Coopération Gabon-Congo : à l’ère du réchauffement

Profitant d’un séjour au Gabon, le ministre congolais de la Communication et des Médias a réitéré l’accompagnement de la Transition gabonaise par le pouvoir de Brazzaville, non sans évoquer les défis communs que les deux pays frontaliers s’apprêtent à relever, notamment dans le secteur médiatique.

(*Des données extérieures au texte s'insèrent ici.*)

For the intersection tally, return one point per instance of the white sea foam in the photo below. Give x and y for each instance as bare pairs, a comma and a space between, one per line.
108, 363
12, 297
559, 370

Il a développé, pour finir, plusieurs articulations de la politique intérieure congolaise, telle que le Plan national de développement, qui entend relancer le budget du Congo, hors pétrole et bois.
Ceux qui font l’Afrique : Monsieur le ministre, vous venez de boucler plusieurs jours de travail en terre gabonaise, avec de nombreux partenariats tissés dans le domaine de la communication. Pouvez-vous nous en dire un peu plus ?
Thierry Moungalla : C’était une visite de travail et d’amitié. Travail parce que j’ai rencontré mon homologue gabonais, dont vous n’avez pas manqué de remarquer que l’intitulé du ministère a rejoint le mien – ministère de la Communication et des Médias NDLR. Et donc sur cette base-là, il nous fallait nous enquérir de la façon dont les ministères de la Communication et des Médias du Gabon et du Congo appréhendent les défis communs : la télévision terrestre numérique à implanter, les défis que les technologies de l’information et de la communication complétées par l’intelligence artificielle posent à nos gouvernements, la difficulté, en termes de moyens et ressources, d’assurer le fonctionnement optimal des médias, vu qu’au 21e siècle, et en 2024 en particulier, les médias doivent disposer d’autrement plus de moyens qu’il y a 20 ou 30 ans. Il a globalement été question de nous enquérir des objectifs que nous pourrions, ensemble, essayer de faire avancer.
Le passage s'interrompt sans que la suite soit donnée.